Manufactured housing properties are not only surviving the economic crisis created by the spread of the novel coronavirus. By some accounts the sector is thriving compared to other types of real estate.
“Operating fundamentals will likely once-again prove relatively defensive during the current downturn,” according to John Pawlowski, senior analyst, residential for Green Street Advisors, which tracks the performance of several top manufactured housing real estate investment trusts.
Manufactured housing—or “land lease”—properties are still receiving solid rental income from their residents, overall. In the past, manufactured housing properties have performed well in tough economic times.
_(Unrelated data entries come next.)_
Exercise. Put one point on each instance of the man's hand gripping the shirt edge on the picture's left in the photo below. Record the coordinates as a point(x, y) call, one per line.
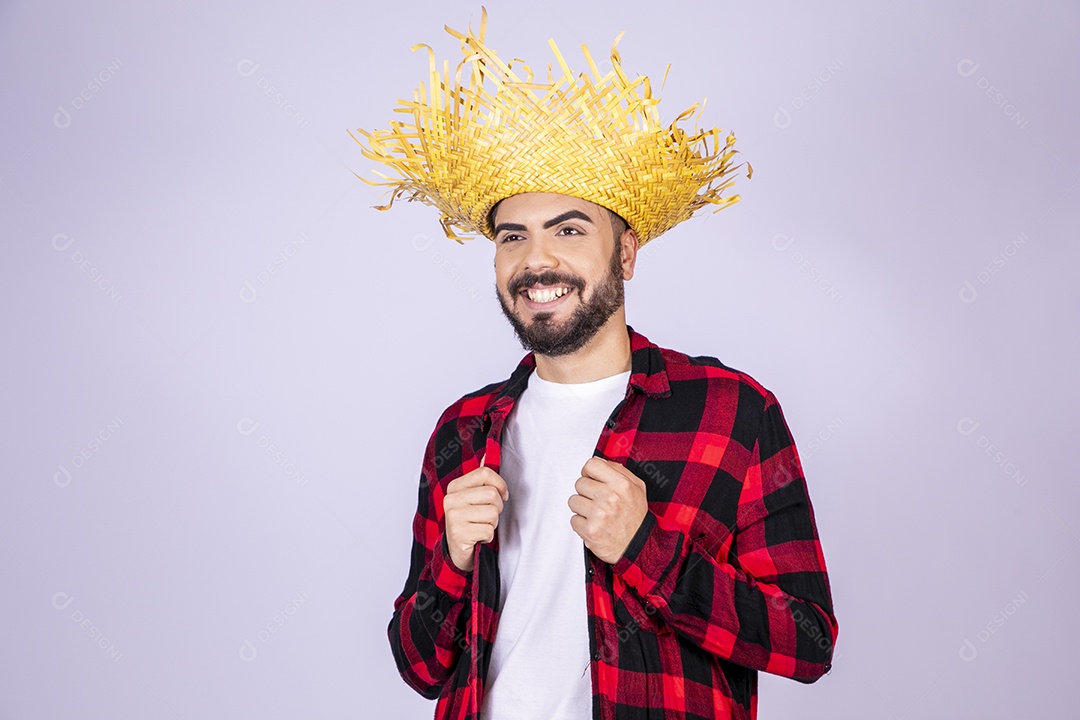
point(472, 507)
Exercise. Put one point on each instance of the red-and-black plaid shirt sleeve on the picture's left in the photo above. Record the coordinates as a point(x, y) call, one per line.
point(429, 628)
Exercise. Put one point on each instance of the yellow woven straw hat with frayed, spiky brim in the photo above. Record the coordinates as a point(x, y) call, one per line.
point(488, 133)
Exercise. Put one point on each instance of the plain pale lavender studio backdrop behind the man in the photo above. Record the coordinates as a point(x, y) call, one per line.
point(221, 365)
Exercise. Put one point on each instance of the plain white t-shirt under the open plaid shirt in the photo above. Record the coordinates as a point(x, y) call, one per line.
point(541, 660)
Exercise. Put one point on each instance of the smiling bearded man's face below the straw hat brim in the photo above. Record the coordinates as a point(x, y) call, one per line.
point(559, 269)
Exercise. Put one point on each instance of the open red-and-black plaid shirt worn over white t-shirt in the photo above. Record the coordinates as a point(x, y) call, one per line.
point(724, 578)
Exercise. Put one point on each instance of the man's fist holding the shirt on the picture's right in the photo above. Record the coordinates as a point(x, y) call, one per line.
point(610, 507)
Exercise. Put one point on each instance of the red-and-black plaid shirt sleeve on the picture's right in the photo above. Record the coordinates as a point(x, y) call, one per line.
point(764, 602)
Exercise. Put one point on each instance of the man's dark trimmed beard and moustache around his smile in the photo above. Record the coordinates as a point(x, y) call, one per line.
point(548, 337)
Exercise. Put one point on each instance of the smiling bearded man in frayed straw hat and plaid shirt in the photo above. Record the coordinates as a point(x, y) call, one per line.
point(617, 531)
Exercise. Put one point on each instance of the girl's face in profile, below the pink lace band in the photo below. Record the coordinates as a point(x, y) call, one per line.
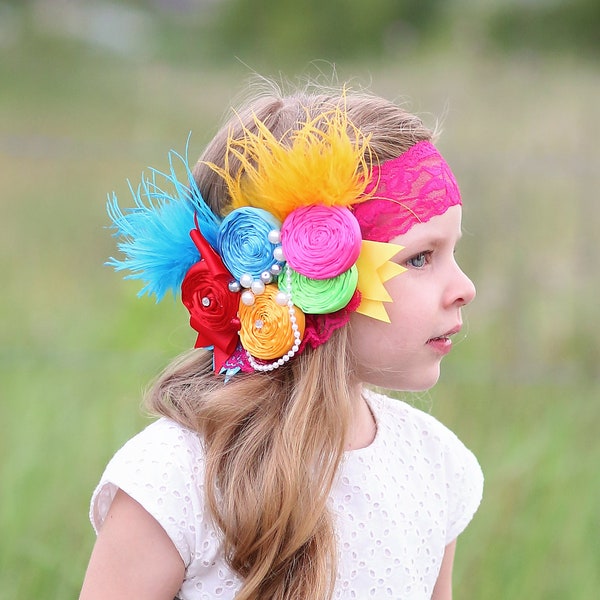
point(426, 310)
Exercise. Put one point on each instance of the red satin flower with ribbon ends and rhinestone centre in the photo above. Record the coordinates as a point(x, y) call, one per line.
point(212, 306)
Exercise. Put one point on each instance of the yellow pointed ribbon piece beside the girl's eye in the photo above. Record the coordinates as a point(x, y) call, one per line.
point(374, 269)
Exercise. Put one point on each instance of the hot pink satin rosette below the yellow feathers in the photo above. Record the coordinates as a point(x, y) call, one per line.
point(321, 242)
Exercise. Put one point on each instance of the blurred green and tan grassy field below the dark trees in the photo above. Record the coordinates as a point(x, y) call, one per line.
point(78, 347)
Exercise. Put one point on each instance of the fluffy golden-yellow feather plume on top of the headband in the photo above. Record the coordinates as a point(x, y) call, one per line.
point(324, 162)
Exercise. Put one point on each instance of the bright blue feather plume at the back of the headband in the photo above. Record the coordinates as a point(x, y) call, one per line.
point(154, 236)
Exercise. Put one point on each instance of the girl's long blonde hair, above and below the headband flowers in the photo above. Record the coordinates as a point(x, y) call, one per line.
point(274, 441)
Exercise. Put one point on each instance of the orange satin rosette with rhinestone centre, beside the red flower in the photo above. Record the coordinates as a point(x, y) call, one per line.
point(266, 327)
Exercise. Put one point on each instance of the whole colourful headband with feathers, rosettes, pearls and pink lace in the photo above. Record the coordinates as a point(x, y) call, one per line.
point(303, 244)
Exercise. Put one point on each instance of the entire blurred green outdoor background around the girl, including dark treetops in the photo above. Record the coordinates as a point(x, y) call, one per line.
point(93, 92)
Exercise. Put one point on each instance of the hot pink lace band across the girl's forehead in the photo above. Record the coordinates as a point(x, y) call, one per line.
point(407, 190)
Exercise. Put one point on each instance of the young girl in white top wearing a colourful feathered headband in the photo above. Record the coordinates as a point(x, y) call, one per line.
point(313, 246)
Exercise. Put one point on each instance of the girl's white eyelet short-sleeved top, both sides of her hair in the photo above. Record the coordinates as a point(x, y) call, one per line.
point(397, 503)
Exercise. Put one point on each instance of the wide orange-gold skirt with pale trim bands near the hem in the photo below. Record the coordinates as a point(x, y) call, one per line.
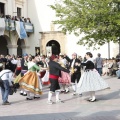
point(31, 82)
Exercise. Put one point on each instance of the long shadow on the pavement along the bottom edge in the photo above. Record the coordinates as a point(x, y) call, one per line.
point(103, 115)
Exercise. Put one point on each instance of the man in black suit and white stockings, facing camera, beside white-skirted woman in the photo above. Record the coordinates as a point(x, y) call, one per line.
point(75, 68)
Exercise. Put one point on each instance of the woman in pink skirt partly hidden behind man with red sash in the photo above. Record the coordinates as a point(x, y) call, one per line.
point(65, 79)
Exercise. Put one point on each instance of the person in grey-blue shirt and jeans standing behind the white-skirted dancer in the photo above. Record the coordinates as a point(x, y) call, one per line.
point(99, 64)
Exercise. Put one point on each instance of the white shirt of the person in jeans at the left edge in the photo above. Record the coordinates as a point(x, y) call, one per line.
point(7, 75)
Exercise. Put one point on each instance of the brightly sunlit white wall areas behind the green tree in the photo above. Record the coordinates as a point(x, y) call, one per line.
point(48, 15)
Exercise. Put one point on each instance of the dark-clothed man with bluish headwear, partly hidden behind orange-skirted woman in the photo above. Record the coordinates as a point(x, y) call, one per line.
point(24, 69)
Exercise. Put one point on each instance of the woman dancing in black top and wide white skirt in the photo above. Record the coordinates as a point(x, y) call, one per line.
point(90, 80)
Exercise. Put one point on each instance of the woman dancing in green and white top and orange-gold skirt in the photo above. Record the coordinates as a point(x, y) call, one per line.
point(30, 81)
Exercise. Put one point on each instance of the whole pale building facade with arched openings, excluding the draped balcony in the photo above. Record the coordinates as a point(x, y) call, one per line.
point(45, 33)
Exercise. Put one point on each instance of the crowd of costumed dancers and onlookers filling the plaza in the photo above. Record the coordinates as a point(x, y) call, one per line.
point(58, 71)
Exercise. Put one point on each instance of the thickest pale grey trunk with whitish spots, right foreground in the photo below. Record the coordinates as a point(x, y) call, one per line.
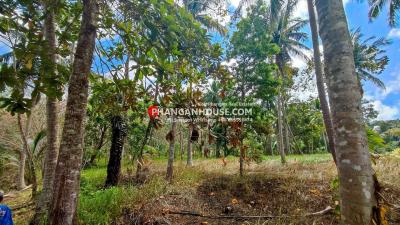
point(356, 176)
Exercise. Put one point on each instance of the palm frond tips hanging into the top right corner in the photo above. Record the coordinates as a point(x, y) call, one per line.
point(376, 7)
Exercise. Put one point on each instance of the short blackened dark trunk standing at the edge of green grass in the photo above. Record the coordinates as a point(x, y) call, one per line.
point(117, 144)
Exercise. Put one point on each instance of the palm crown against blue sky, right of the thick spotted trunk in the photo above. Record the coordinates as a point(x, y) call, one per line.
point(368, 57)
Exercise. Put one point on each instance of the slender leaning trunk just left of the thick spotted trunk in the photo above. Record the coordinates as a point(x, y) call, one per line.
point(326, 114)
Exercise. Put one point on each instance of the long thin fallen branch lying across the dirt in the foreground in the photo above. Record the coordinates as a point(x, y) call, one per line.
point(237, 217)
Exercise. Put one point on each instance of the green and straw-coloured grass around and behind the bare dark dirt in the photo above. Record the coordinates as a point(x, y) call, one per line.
point(99, 206)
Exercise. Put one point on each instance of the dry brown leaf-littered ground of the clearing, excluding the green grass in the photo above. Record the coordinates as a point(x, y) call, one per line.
point(210, 193)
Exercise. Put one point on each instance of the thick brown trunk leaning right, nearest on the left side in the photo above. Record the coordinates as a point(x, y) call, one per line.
point(66, 184)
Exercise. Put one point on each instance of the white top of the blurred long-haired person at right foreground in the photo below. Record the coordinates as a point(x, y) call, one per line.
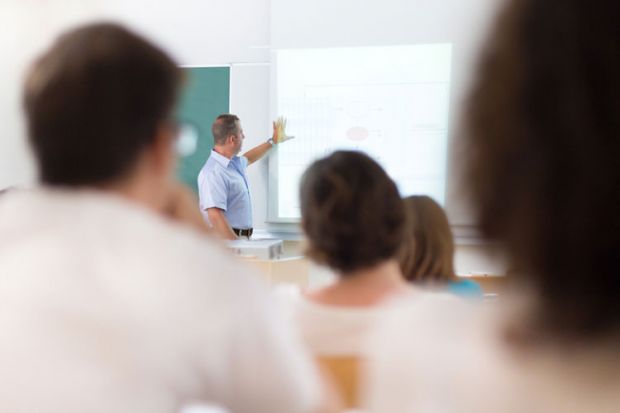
point(444, 356)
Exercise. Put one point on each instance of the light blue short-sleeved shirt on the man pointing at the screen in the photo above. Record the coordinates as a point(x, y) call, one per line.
point(222, 183)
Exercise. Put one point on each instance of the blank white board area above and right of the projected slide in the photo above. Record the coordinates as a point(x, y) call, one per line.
point(299, 24)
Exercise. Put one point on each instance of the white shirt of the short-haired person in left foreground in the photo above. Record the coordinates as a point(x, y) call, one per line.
point(107, 307)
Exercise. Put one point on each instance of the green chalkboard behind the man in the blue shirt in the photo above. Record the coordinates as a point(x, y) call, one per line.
point(206, 95)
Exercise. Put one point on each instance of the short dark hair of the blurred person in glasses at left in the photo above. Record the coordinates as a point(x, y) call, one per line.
point(94, 101)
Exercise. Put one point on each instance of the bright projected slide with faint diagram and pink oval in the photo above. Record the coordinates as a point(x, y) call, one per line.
point(389, 102)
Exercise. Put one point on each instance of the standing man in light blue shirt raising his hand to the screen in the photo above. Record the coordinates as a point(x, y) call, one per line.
point(222, 182)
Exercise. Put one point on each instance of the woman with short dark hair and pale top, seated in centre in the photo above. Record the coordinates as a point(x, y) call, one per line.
point(353, 218)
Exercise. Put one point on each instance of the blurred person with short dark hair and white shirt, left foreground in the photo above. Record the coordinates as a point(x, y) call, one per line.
point(108, 305)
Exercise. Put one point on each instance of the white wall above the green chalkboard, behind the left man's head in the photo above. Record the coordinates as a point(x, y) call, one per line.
point(196, 32)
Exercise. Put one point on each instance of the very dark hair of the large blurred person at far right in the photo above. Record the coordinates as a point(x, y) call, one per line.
point(544, 146)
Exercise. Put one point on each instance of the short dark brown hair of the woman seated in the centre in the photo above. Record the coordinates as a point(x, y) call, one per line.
point(351, 212)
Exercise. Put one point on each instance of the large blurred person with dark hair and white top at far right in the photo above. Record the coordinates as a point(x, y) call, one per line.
point(544, 143)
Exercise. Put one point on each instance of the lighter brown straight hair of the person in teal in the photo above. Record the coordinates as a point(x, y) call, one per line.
point(428, 248)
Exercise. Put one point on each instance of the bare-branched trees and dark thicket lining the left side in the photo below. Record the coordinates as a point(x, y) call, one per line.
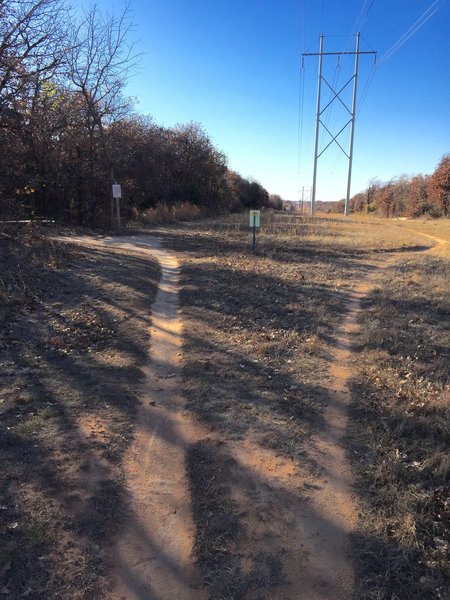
point(67, 133)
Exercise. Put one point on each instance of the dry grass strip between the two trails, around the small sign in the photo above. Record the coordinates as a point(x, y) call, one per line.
point(259, 333)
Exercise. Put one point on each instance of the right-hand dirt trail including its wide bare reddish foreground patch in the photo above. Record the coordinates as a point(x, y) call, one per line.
point(304, 514)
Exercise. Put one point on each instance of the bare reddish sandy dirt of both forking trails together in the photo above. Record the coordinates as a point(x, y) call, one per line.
point(304, 516)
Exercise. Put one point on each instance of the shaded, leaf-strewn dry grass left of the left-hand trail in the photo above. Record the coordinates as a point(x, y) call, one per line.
point(72, 341)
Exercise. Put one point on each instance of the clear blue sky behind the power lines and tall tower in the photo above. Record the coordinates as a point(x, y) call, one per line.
point(234, 67)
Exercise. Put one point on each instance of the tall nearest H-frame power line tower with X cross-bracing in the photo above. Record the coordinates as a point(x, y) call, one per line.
point(320, 111)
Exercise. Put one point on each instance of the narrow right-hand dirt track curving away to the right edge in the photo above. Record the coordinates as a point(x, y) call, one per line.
point(330, 512)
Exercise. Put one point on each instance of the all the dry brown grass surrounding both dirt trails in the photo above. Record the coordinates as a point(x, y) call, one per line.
point(259, 335)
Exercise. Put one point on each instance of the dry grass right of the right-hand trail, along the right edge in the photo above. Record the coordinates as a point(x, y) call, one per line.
point(401, 434)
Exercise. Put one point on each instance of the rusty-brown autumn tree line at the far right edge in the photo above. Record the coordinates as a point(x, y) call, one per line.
point(407, 196)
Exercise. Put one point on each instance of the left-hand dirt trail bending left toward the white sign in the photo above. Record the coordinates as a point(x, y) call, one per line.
point(152, 559)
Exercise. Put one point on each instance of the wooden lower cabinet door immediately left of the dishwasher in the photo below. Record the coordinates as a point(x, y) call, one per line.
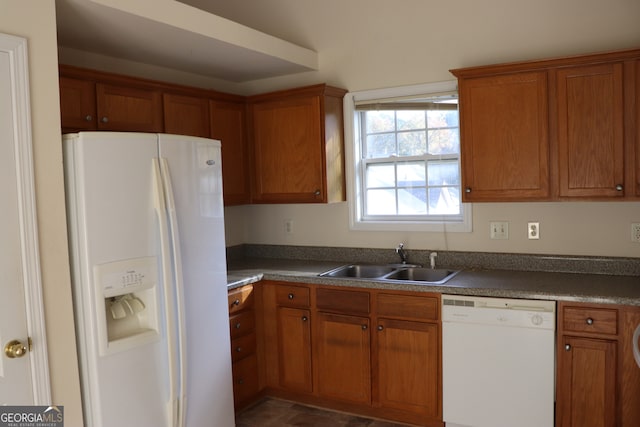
point(408, 367)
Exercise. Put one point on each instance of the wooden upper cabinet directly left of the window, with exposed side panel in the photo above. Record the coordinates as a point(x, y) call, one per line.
point(298, 148)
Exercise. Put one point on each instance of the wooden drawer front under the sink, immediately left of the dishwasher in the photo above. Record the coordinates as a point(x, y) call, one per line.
point(408, 306)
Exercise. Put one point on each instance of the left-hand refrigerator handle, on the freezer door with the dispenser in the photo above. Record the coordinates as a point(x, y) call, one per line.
point(175, 382)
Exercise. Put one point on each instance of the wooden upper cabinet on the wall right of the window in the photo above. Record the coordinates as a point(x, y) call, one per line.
point(564, 128)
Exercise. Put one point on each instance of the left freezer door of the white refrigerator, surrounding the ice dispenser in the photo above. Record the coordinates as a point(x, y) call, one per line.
point(111, 218)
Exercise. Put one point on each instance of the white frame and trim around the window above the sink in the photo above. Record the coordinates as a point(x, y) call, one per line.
point(355, 199)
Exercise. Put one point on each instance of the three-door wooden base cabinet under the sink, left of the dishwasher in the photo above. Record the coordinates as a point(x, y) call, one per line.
point(355, 350)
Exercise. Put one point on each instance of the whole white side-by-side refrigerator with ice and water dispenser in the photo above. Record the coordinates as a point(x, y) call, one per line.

And investors continued to show interest in these properties in the current crisis.
“It appears their collections are not seeing any significant impacts and most are not ready to forecast rent increases,” says Norm Sangalang, senior vice president of manufactured housing for CBRE Capital Markets, based in San Diego, though it is still too early for market-level reports. “Manufactured housing communities have been and will continue to be a strong and diverse business.”
However, manufactured housing communities could suffer from many of the same challenges as conventional apartments. Over the last six weeks, a total of 30 million Americans have filed for unemployment benefits, or nearly 20 percent of the workforce counted in February’s payroll employment report. That number includes many people who live in land lease communities, who may now have problems keeping up with their rent. Many federal, state and local officials have created moratoriums on evictions in a patchwork of jurisdictions, including many of the largest cities in the U.S.
The owners and managers of land lease properties are responding by offering residents who are unable to pay their full rent a variety of payment plans. “Each community is approaching a payment plan that is unique to that market,” says Sangalang.
Strong under pressure
Manufactured housing is less likely than other types of real estate to rise or fall depending on how many jobs are getting produced or destroyed in the broader U.S. economy, according to an analysis by Green Street.
Within the last few years, some of the world’s largest private equity firms, and institutional investors, with more than $1.77 trillion in assets, have made investments in manufactured home communities across the U.S., according to a report by the Private Equity Stakeholder Project, MHAction and Americans for Financial Reform Education Fund.
There are some estimated 50,000 land lease communities of all sizes in the United States. Of these communities, a majority are properties comprised of 100 or fewer rental home sites, and a minority are properties with 100 or more rental home sites. The larger properties, consisting of 100 or more sites, are already widely owned by the 500 known major players.
For example, in mid-2018, the Blackstone Group bought a portfolio of manufactured home communities from Tricon Capital Group. Tricon reported that month the sale of 14 manufactured housing communities for an estimated $172 million.
In 2017, private equity firm Apollo Group management bought Inspire Communities, a manufactured home community operator with 13,000 home sites.
“These properties have a longer duration of residents with an almost completely static level of rental inventory,” says CBRE’s Sangalang. “In many markets, there has been little or no new construction—which combines to create an asset that is intrinsically less volatile.”
However, some parts of the manufactured housing business are more sensitive than others. “Age-restricted manufactured housing represents one of the least economically sensitive parts of the business (rent dependent on social security income / and retirement savings), while transient RVs are the least defensive,” according to Green Street.
“The transient and seasonal RV business are expected to see atypically large declines in cash flows this year as shelter-in-place ordinances and camp park closures prompt cancellations of spring and summer vacations,” according to Green Street’s Pawlowski. Green Street is predicting a “Memorial Day Meltdown” for these sectors.
Overall, however, land lease communities have some natural protection from the particular problems created by the coronavirus.
“The nature of standalone housing units, with separated lot sites, provides a built-in physical distancing aspect that reduces the need for extensive operational changes,” says CBRE’s Sangalang. However, like other property types, many land lease communities have closed or reduced access to common areas and amenities.
Buyers still buying manufactured housing
Manufactured housing communities are still attracting investors – and deals are still getting done. “CBRE has sold two parks in the past two months and neither had any COVID-19 related changes in price or terms,” says Sangalang.
However, the crisis caused by the spread of the coronavirus is slowing investors down. “There have been fewer transactions due to the restrictions created by the stay at home orders, with many postponed until that is lifted,” he says.
Also, so far the capital markets have been relatively kind to the manufactured business so far in the coronavirus crisis. “The lending markets for communities and fundamentals have not seen any major indications of change so far,” says Sangalang. “Movement and business restrictions will likely result in a lower number of overall transactions in 2020.”